According to the Environment Agency, about 2,000 properties were flooded, a tragedy for everybody involved. But in overall terms, this is a tiny number. For instance, 55,000 were flooded in 2007.

Inevitably, the media jumped to blame it all on climate change. According to ITV: ‘Henk is the eighth named storm to have hit the country this winter and the pattern is likely to continue due to the effects of climate change. “This is climate change and the impacts we are seeing,” the Environment Agency’s Tom Paggett added. “We are seeing these increasingly wet and blustery winters. We are seeing storm upon storm which is exacerbating the issues”.’

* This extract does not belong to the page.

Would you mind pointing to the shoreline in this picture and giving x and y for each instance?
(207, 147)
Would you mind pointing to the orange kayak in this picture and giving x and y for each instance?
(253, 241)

Claims like this explain why the Met Office decided to start giving every low-pressure system a silly name back in 2015. But as it admitted in its State of the UK Climate last year, storms used to be much stronger:

‘The most recent two decades have seen fewer occurrences of max gust speeds above these thresholds [40, 50, 60 kts] than during the previous decades, particularly comparing the period before and after 2000.

This earlier period [before 2000] also included among the most severe storms experienced in the UK in the observational records including the “Burns Day Storm” of 25 January 1990, the “Boxing Day Storm” of 26 December 1998 and the “Great Storm” of 16 October 1987. Storm Eunice in 2022 was the most severe storm to affect England and Wales since February 2014, but even so, these storms of the 1980s and 1990s were very much more severe.’

Nor is there any evidence that December or the autumn last year were unusually wet.

We look like getting a few weeks of cold, dry weather from now on – so expect drought warnings soon!

In the meantime, sit back and enjoy Etta James:

What would we do without coal?

DURING COP28 last month, Energy Secretary Claire Coutinho bragged: ‘Eleven years ago coal was 40 per cent of our power generation. Next year it will be zero.’

It took just four days to break that pledge.

With wind power providing just 3GW, Britain needed to fire up the Ratcliffe coal power station to keep the lights on:

https://gridwatch.co.uk/

Last summer Coutinho’s predecessor Grant Shapps was desperate to keep two other coal plants on standby again this winter, Drax and West Burton. Last winter, the National Grid paid all three coal units about £400million to provide cover.

Shapps said it ‘would be crazy’ not to keep them on line again this winter. However, Drax and West Burton’s owner EDF refused, fed up no doubt with the continual threats to shut down coal power. They said they had already made plans to close their plants, and it was too late to backtrack.

Coutinho apparently believes that green virtue signalling is more important than keeping the lights on!

Ofcom head’s WEF role

MELANIE Dawes has been chief executive of the broadcasting watchdog Ofcom for nearly four years. Like most quango heads, she arrived on the Civil Service gravy train, having been permanent secretary at the Ministry of Housing, Communities and Local Government. She can therefore be thoroughly relied on to defend the Establishment agenda at Ofcom.

Much more sinister is the fact that she is also a member of the WEF’s Global Coalition for Digital Safety. Though it claims to be tackling harmful content online, its real purpose is tackle what it describes as ‘misinformation’.

It is totally wrong that the head of Ofcom should also be working for a globalist organisation set up to undermine democracy.